We investigated the effect of a statin, fluvastatin, on plasma levels of lipoprotein subfractions, oxidized LDL (Ox-LDL), Ox-LDL immunoglobulin G (IgG), soluble adhesion molecules, reverse cholesterol transport (ie, transport of esterified high-density lipoprotein cholesterol [HDL-C] to triglyceride [TG]-rich lipoproteins by cholesteryl ester transfer protein [CETP] and reduction of plasma HDL-C levels), and on the intima-medial thickness (IMT) of the common carotid arteries.

Patients with nonfamilial type 2 hyperlipoproteinemia were eligible for this open-label, dose-increasing study. Fluvastatin 20 mg/d was administered for the first 12 weeks, and the daily dose was increased to 40 mg for the subsequent 12 weeks. Patients were examined at baseline and after 12 and 24 weeks of treatment. Plasma lipoprotein subfractions were determined using sequential ultracentrifugation at 100,000g. The plasma levels of Ox-LDL, Ox-LDL-IgG, CETP, and soluble adhesion molecules were measured using sandwich enzyme-linked immunosorbent assay. The maximum IMT of the common carotid arteries was measured using sonography.

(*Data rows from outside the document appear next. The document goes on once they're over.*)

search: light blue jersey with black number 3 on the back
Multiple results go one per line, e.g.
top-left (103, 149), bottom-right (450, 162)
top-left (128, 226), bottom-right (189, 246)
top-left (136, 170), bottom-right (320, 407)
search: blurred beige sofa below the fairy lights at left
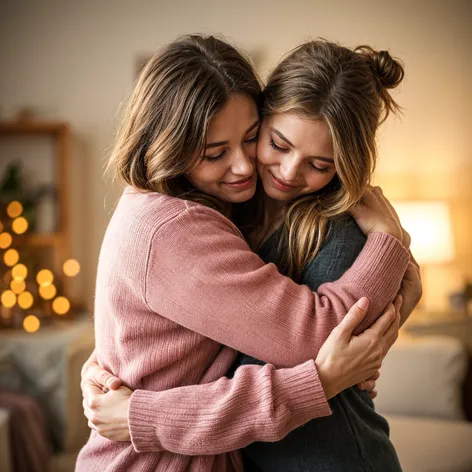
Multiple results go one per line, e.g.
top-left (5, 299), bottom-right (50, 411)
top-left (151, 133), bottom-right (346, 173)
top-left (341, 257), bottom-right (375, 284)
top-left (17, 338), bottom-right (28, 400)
top-left (0, 318), bottom-right (94, 472)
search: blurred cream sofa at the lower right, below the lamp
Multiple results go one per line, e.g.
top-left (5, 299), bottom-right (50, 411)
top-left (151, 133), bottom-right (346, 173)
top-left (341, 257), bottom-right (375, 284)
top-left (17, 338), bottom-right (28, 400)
top-left (375, 335), bottom-right (472, 472)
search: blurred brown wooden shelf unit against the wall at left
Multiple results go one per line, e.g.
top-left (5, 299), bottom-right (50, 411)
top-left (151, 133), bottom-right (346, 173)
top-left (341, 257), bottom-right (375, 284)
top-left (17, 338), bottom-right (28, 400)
top-left (0, 120), bottom-right (71, 297)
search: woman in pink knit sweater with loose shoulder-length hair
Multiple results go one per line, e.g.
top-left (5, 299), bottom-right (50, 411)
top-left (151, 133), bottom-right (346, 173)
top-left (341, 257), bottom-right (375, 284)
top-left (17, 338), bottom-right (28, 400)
top-left (77, 37), bottom-right (409, 471)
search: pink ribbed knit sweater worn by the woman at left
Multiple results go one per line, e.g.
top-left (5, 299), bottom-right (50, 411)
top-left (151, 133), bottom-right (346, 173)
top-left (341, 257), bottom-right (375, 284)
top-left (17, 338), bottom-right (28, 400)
top-left (76, 190), bottom-right (409, 472)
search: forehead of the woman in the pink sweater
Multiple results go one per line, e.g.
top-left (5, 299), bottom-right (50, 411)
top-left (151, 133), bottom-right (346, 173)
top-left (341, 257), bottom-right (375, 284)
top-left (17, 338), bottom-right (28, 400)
top-left (208, 95), bottom-right (259, 141)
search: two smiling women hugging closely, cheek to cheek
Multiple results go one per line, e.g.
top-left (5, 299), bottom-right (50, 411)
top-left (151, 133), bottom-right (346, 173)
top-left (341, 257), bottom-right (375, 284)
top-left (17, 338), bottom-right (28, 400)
top-left (76, 35), bottom-right (421, 472)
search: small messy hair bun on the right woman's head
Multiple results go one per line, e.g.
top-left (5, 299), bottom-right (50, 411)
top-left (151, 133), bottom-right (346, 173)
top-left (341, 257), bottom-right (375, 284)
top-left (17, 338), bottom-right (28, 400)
top-left (355, 46), bottom-right (405, 89)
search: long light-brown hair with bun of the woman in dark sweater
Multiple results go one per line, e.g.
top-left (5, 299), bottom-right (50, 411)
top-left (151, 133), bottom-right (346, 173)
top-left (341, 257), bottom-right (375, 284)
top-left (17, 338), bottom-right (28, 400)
top-left (256, 40), bottom-right (404, 278)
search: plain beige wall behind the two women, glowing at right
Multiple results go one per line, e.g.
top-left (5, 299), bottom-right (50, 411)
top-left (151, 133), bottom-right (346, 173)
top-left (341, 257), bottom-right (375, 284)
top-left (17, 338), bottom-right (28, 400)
top-left (0, 0), bottom-right (472, 312)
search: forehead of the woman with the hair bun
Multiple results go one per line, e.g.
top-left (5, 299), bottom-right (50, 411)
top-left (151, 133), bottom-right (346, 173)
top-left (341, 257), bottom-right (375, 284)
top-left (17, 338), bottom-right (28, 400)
top-left (267, 113), bottom-right (333, 157)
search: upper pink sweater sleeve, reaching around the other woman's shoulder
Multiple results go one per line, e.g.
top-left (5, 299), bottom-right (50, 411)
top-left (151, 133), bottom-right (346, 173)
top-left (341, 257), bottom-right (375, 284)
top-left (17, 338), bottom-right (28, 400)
top-left (144, 206), bottom-right (409, 367)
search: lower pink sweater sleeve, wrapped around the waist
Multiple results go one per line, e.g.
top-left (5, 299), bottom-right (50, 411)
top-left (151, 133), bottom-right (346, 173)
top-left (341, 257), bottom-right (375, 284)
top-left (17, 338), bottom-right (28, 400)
top-left (129, 360), bottom-right (330, 455)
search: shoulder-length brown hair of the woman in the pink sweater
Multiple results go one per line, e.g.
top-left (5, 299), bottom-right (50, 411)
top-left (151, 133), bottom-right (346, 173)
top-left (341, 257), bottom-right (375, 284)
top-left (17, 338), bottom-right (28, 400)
top-left (107, 35), bottom-right (262, 213)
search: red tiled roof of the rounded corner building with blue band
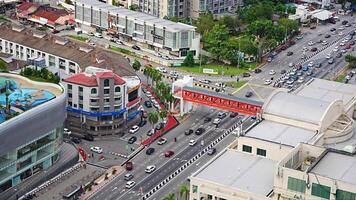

The plasma levels of LDL cholesterol (LDL-C) and apolipoprotein (apo) B were reduced by 25% and 17%, respectively (P<0.001 for both), after 12 weeks of treatment with fluvastatin 20 mg/d; no further significant reductions in LDL were observed after increasing the daily dose to 40 mg. Fluvastatin 20 mg/d for 12 weeks decreased plasma levels of intermediate-density lipoprotein cholesterol, LDL-I-C, LDL-II-C, and LDL-III-C by 25% (P<0.01), 30% (P<0.001), 23% (P<0.01), and 20% (P = 0.02), respectively. No further significant reductions in these levels were observed after increasing the daily dose to 40 mg. The plasma levels of Ox-LDL decreased in a similar fashion to the plasma levels of LDL-C (P<0.001). However, plasma levels of Ox-LDL-IgG and soluble P-selectin did not decrease after 12 weeks of fluvastatin 20 mg/d, but did decrease significantly (both 22%) after the next 12 weeks of treatment with fluvastatin 40 mg/d (P<0.05). Plasma levels of intercellular adhesion molecule 1and vascular cell adhesion molecule 1 and CETP mass were not altered by fluvastatin treatment. Significant changes in maximum IMT of the common carotid arteries were not seen throughout 24 weeks of fluvastatin treatment.

In this patient population, fluvastatin 20 mg/d was sufficient to significantly reduce plasma levels of LDL, the 3 LDL subfractions, and Ox-LDL, but was not sufficient to reduce plasma levels of Ox-LDL-IgG and soluble P-selectin. It is important to check not only plasma lipoprotein levels but also other factors relating to arteriosclerosis during treatment with statins for the prevention and treatment of arteriosclerosis.